The coolest opportunity ever to watch “Battlestar Galactica” has to be watching the show while orbiting the planet called Earth.
Each astronaut gets to select about four different television programs to watch while living aboard the International Space Station, and “BSG” was one of my choices.
There was some downside to watching the show in space, however. First, after seeing battlestars equipped with faster-than-light drives and bristling with laser cannon you can’t help but feel your space station is kind of lame. Second, after a few episodes you start getting the sneaking feeling that at least one of your crewmates is really a Cylon.
Still, there was nothing like watching “BSG” while floating along in zero gravity. First I’d go through the modules turning off all the lights that I could. There would still be a few blinking lights and LEDs on the comm panels and the other equipment, and when the window shutter was open occasionally the earthshine would light up the room with a faint blue glow.
Then I’d float up to the laptop which we used to watch the show. Holding on gently with my thumb and index finger I’d lose myself in the drama of the struggles of the humans and the Cylons. Surrounded by the sounds of the space station, the humming of the pumps, the whirring of the fans and the clicking of the valves it was easy to blur the line between science fiction and science fact.
I am a fan of science fiction in general and have fond memories of the original “Battlestar Galactica,” having watched it as a kid. But the main thing that appeals to me about the new “BSG” is the way contemporary issues are portrayed as an allegory, with ambiguity and complexity. Issues are not presented in black and white with clear answers; rather, the intention of “BSG” is often to intentionally make the viewer uncomfortable and challenge their assumptions. As an engineer and scientist who strives for objectivity I find that refreshing.
So I kept watching the show throughout my training and my time in space. Watching from Star City, Russia, during training for my mission had also been otherworldly. Star City is a Russian air force base outside Moscow where every cosmonaut, starting with Yuri Gagarin, has trained to fly in space. During the Cold War, the very existence of Star City was a closely guarded secret.
Things have improved recently, but when my commander, Peggy Whitson, and I were there the years of neglect after the collapse of the Soviet Union were evident. The buildings were showing their age. After a long day of training, it was easy to get immersed in “BSG” since the grit and stark functionality of the halls of Star City were so similar to the halls of Galactica. The phones there still had cords, too, like the phones on Galactica.
Later, when Peggy and I were in space together, we had a video conference with Ron Moore and David Eick, the producers of the show. They talked to us about coming full circle since Ron and David were drawn to science fiction by the drama of human spaceflight.

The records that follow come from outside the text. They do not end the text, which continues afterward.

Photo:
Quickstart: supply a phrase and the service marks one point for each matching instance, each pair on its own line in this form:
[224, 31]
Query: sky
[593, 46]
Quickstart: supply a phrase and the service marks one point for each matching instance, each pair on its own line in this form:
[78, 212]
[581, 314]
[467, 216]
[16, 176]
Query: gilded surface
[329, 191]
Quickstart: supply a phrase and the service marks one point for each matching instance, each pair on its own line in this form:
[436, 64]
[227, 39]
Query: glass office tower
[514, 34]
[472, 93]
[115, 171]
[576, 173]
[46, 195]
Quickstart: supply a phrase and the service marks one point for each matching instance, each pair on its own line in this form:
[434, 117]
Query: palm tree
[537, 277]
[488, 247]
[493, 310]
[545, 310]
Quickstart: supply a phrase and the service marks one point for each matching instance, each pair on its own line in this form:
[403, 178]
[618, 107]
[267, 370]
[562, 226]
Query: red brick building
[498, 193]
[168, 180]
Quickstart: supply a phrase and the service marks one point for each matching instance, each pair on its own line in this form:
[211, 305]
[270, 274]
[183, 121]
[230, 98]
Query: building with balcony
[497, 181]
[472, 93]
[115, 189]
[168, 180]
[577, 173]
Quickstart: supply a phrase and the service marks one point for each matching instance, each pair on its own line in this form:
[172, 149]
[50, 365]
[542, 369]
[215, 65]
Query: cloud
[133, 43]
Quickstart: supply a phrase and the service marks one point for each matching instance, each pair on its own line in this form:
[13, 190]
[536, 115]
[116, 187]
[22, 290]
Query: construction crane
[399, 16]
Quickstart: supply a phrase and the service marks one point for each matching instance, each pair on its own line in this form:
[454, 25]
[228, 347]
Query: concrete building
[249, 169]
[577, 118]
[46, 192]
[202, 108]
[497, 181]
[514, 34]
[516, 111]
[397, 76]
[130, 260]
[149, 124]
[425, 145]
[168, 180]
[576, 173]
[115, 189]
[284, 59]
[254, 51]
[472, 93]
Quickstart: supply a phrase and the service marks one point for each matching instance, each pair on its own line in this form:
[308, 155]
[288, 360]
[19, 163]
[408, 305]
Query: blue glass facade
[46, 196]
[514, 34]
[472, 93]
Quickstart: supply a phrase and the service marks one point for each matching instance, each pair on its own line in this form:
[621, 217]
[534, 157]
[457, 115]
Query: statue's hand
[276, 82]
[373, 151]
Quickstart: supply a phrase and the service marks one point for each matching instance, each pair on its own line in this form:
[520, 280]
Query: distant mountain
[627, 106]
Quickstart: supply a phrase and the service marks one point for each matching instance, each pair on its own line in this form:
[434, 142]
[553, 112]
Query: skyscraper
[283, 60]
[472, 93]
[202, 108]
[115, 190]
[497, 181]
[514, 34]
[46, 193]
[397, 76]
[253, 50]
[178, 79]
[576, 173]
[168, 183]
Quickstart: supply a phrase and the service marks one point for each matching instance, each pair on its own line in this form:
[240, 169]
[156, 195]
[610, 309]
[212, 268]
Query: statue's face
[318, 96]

I also told them of one thing that I found very strange about the show for the first time after viewing it from space: It struck me as just wrong that all the characters were walking around the ship like there was still gravity up there. Floating is one of the most pleasurable and fantastic experiences of spaceflight and I cannot believe that any spacefaring people would deny themselves that joy. They explained that it would cost almost as much to simulate zero-gravity on a TV show as it would to go into space for real.
When I got back to Earth, Ron was kind enough to invite me up to Vancouver to visit the set. As my visit approached I was cautioned that there would be some limited nudity on the set that day. I replied that I was perfectly fine with that as long as Dean Stockwell was not involved.
Meeting members of the cast and crew was fantastic and it became immediately clear that the “BSG” team was as closely knit as the team of astronauts and cosmonauts that I had the pleasure of working with in space.
But the coolest part was getting to be a Colonial Marine.
I can’t tell you about the story arc of my character or the complex development of his psyche because — spoiler alert — I get blown to bits about 10 seconds after first appearing onscreen, (but not before one of the other Marines vomits all over me). It was some of the most fun I had ever had!
I was having so much fun I stayed on the set until 1 a.m. This was a bit of a problem since I had a 6 a.m. flight out of Seattle. I drove through the night and went straight to the airport. About 24 hours later, after two flight connections, I found myself in a bar in New York City.
Suddenly it hit me that I had come back to Earth; that trip used to take me about 10 minutes.
Garrett Reisman has been a NASA astronaut since 1998. He completed his first space flight last June, having logged more than three months as a crew member aboard the International Space Station.